However, because there is so much information available for
searching, the search results are just as daunting to review for
the desired information as the volumes of information from which
the results were obtained.
[0009] The web was designed to cater humans needs in a way that
each human wanting information from a specific part of the web
would have to personally navigate through the web either using
search or other methods, find it and use it in a way that the
makers the document decided. Web designing, navigation, search
engine optimization became important for website owners only
because they were directly talking to humans with minimal
personalization.
[0010] Today's technology advancements such as smart phones, faster
Internet and processing speeds led to existence of personalized
agents. These computer entities act on behalf of users and instead
of humans go after information on the web, they discover, normalize
and personalize these information for their human owners so that it
would benefit them. However, these personalized computer agents
simply cannot read a web page as a human does. Each web page has a
source code that only is readable by humans once rendered by a web
browser. Often these codes are very unstructured that it would not
make sense for anyone to look at this code and to understand.

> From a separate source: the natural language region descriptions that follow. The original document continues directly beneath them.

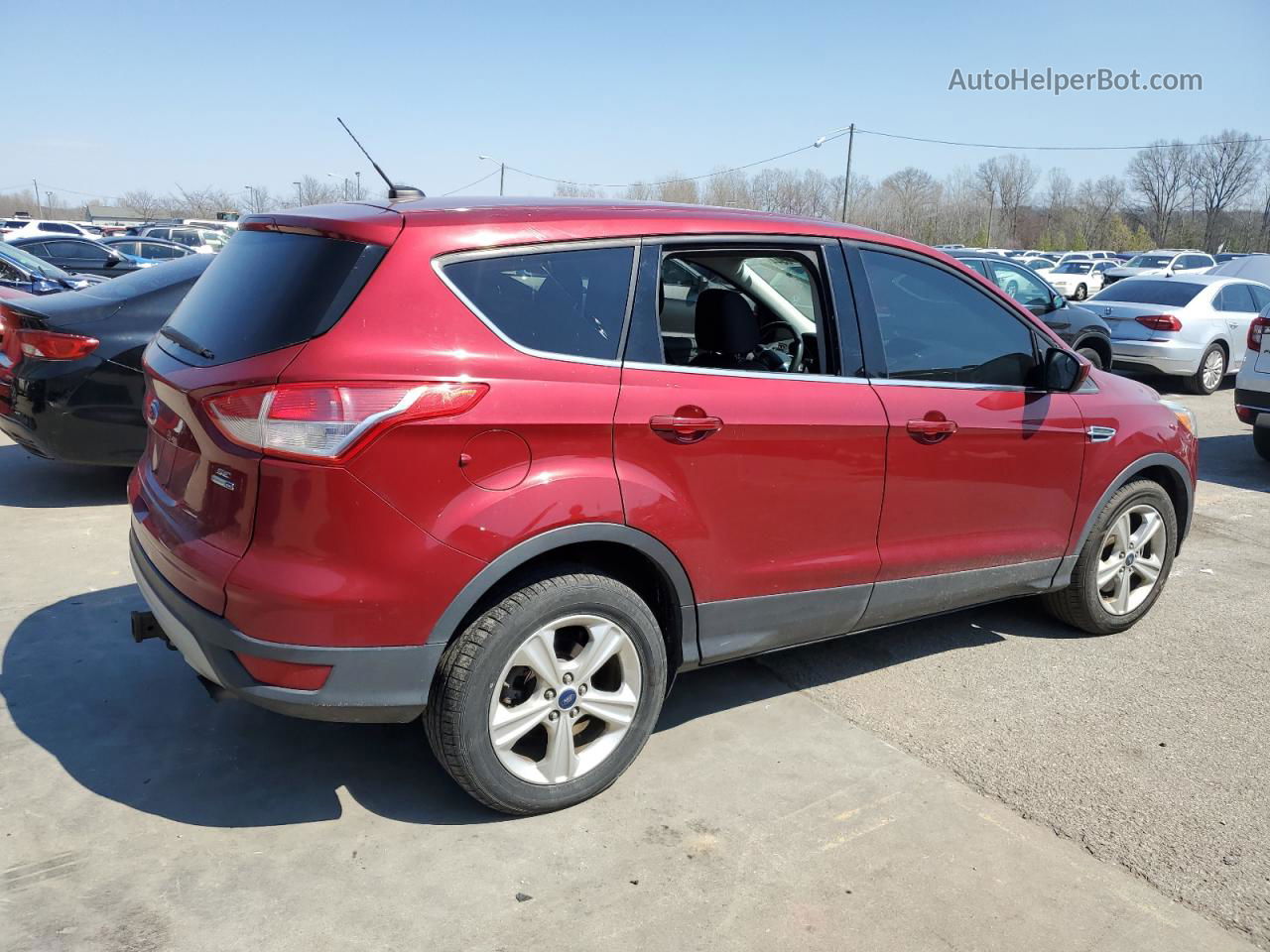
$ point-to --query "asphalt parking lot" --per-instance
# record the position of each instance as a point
(979, 780)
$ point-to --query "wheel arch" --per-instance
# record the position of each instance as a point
(630, 556)
(1170, 472)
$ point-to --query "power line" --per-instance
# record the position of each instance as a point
(463, 188)
(1052, 149)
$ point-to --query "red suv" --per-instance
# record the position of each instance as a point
(515, 465)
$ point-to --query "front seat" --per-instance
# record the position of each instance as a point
(726, 331)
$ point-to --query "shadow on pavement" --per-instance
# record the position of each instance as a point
(1230, 461)
(31, 483)
(131, 722)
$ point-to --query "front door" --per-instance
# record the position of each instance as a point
(743, 445)
(982, 466)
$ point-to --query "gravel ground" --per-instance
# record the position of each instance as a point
(1148, 748)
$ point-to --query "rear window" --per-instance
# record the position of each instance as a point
(267, 291)
(570, 302)
(1171, 294)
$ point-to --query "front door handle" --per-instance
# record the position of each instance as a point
(685, 429)
(931, 428)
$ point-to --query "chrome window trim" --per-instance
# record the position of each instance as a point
(761, 375)
(440, 262)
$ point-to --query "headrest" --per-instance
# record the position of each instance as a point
(725, 322)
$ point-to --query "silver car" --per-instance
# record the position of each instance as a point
(1191, 326)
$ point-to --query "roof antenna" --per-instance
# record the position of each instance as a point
(397, 193)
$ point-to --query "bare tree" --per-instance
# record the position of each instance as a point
(148, 204)
(1160, 177)
(1222, 172)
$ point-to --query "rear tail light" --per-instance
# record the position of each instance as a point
(1257, 331)
(326, 421)
(1160, 321)
(51, 345)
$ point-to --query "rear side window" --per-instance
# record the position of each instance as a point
(570, 302)
(1148, 291)
(1236, 298)
(267, 291)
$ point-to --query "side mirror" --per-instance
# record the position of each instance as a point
(1065, 371)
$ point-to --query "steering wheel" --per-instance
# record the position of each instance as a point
(792, 344)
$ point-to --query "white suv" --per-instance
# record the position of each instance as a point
(1252, 385)
(1162, 261)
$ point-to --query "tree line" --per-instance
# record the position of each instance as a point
(1211, 195)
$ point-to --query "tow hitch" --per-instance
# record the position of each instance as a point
(144, 626)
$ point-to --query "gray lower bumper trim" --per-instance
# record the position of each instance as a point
(388, 684)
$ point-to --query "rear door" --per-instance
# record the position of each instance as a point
(982, 467)
(239, 326)
(747, 440)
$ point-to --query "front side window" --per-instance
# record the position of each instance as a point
(570, 302)
(938, 327)
(733, 308)
(1024, 287)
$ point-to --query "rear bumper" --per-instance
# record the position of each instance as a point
(1161, 356)
(366, 684)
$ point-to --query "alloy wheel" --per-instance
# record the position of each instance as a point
(566, 699)
(1214, 368)
(1132, 558)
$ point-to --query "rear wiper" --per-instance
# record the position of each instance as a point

[0011] The texts in these documents are in a language that humans
understand, not computer bots or agents. Also images and video are
designed specifically for humans.
[0012] There is a currant and as yet unresolved disconnect between
these personalized computer agents (machines) which cannot read,
translate and extract from web pages as a human can and the need
for advanced searching by such agents on behalf of a human
instructing said agent.
[0013] It is an object of the present invention to obviate or
mitigate the above disadvantages.
SUMMARY OF THE INVENTION
[0014] It is an object of the present invention to create an object
to object search platform.
[0015] It is a further object of the invention to enable a machine
(for example an agent) to read, translate and extract from web
pages as a human can and to search on behalf of a human instructing
said machine.
[0016] It is a further object of the present invention to collect a
database of machine readable properties, features and traceable
locations of real objects and to use such a database in a search
platform to search, locate and/or identify such objects on the web
by human input to a machine of image and/or oral cues relating to
the object.
[0017] It is a further aspect of the present invention to enable a
human user to input descriptors, features, and/or images relating
to an object to a machine enabled search platform and to enable
searching via the search platform to locate such object on the
web.
[0018] The present invention provides, in one aspect, a computer
implemented method of making a machine to machine structured data
search platform, such platform enabling searching by a user
employing image and/or oral cues, which method comprises one or
more of the following steps, alone or in combination: [0019] a)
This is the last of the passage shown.